Dehydrated will notify if no account is configured.

Run with –register –accept-terms to create a new account.

If you run dehydrated without the “–accept-terms” you can see the latest terms link.

If you want to register a mail, edit your config file adding (with your email):

# E-mail to use during the registration (default: <unset>)

CONTACT_EMAIL=<your_email>

Time to register!

When you are ready run dehydrated with the registration options:

./dehydrated --register --accept-terms

That should produce this output:

pi@raspberrypi:~/certs/dehydrated $ ./dehydrated --register --accept-terms

# INFO: Using main config file ~/certs/dehydrated/config

+ Generating account key...

+ Registering account key with ACME server...

+ Done!

It created a new folder “accounts” that will contain a folder with the information about the registrations with letsencrypt.

Create the certificate

We can now happily created the wanted certificate!

Just run dehydrated with this option:

./dehydrated -c

and this should be the output:

~/certs/dehydrated $ ./dehydrated -c

# INFO: Using main config file ~/certs/dehydrated/config

Unknown hook this_hookscript_is_broken__dehydrated_is_working_fine__please_ignore_unknown_hooks_in_your_script

+ Creating chain cache directory ~/certs/dehydrated/chains

Processing <your_domain>.duckdns.org

+ Creating new directory ~/certs/dehydrated/certs/<your_domain>.duckdns.org ...

Unknown hook this_hookscript_is_broken__dehydrated_is_working_fine__please_ignore_unknown_hooks_in_your_script

+ Signing domains...

+ Generating private key...

+ Generating signing request...

+ Requesting new certificate order from CA...

+ Received 1 authorizations URLs from the CA

+ Handling authorization for <your_domain>.duckdns.org

+ 1 pending challenge(s)

+ Deploying challenge tokens...

OK

+ Responding to challenge for <your_domain>.duckdns.org authorization...

+ Challenge is valid!

+ Cleaning challenge tokens...

OK

+ Requesting certificate...

+ Checking certificate...

+ Done!

+ Creating fullchain.pem...

Password:

+ Done!

Note that at the end the script is requesting for the sudo password for pi.

This is because the hook is trying to execute “deploy_cert” that tries to restart the service.

If you didn’t change the default hook script in the way I described above, you should receive the request of the sudo password for “myuser”. At that point you will probably need to kill the script [CTRL+C].

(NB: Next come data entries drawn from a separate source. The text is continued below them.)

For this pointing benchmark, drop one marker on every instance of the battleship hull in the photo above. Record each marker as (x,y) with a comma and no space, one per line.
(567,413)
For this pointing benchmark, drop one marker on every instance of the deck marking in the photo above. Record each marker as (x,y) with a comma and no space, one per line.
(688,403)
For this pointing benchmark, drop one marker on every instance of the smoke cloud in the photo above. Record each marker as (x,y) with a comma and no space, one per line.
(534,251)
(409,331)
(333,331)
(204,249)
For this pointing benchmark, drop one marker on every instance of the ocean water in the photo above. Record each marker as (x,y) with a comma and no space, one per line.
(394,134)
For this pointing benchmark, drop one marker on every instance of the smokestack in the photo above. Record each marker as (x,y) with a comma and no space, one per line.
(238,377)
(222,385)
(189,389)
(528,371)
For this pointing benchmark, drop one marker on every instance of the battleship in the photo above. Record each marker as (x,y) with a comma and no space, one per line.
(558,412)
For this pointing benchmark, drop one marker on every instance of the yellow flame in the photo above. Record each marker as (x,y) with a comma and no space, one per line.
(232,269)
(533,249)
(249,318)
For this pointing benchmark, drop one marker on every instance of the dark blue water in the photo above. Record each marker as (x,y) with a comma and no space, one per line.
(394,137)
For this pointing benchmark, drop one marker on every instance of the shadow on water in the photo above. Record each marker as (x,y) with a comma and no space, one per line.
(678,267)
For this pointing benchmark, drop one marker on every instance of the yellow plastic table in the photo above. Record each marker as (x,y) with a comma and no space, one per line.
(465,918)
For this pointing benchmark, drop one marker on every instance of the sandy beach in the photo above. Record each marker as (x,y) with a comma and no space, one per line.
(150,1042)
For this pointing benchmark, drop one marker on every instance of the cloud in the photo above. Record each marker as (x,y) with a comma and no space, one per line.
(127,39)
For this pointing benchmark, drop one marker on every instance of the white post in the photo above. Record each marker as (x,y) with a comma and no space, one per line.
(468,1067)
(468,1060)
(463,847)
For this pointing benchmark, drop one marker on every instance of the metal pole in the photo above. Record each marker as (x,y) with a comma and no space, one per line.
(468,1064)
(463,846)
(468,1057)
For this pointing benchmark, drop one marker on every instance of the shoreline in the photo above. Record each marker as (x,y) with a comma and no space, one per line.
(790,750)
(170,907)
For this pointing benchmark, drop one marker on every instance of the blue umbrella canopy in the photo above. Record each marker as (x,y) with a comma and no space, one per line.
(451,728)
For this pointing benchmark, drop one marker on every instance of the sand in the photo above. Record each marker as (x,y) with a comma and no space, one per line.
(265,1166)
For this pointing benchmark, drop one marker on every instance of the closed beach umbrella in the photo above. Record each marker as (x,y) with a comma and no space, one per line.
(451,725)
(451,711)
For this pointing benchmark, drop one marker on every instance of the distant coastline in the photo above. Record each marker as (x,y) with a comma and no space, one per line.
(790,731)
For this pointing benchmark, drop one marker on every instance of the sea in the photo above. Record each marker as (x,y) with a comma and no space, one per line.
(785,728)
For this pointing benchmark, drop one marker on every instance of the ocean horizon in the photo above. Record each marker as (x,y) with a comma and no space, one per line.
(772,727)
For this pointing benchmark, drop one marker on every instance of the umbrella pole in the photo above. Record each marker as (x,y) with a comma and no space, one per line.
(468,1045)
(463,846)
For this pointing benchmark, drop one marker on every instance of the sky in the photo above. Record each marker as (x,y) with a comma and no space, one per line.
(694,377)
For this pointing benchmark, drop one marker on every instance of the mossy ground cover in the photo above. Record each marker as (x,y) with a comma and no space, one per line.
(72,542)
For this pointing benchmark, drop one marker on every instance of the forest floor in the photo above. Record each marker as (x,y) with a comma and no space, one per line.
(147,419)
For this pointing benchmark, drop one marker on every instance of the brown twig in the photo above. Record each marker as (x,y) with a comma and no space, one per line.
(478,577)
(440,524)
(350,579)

Everything is still ok, but you will manually need to restart the service.

Configure the service

As already mentioned in the previous section, the configuration really varies from service to service, so you’ll need to verify how to specify the certificate and key in the custom settings of your service.

The certificate and key can be found in:

ssl_certificate: ~/certs/dehydrated/certs/<your_domain>.duckdns.org/fullchain.pem

ssl_key: ~/certs/dehydrated/certs/<your_domain>.duckdns.org/privkey.pem

Test it out

You can now open the browser and try again to reach your Service website using HTTPS.

This time the warning should have disappeared and everything should be nice and clean!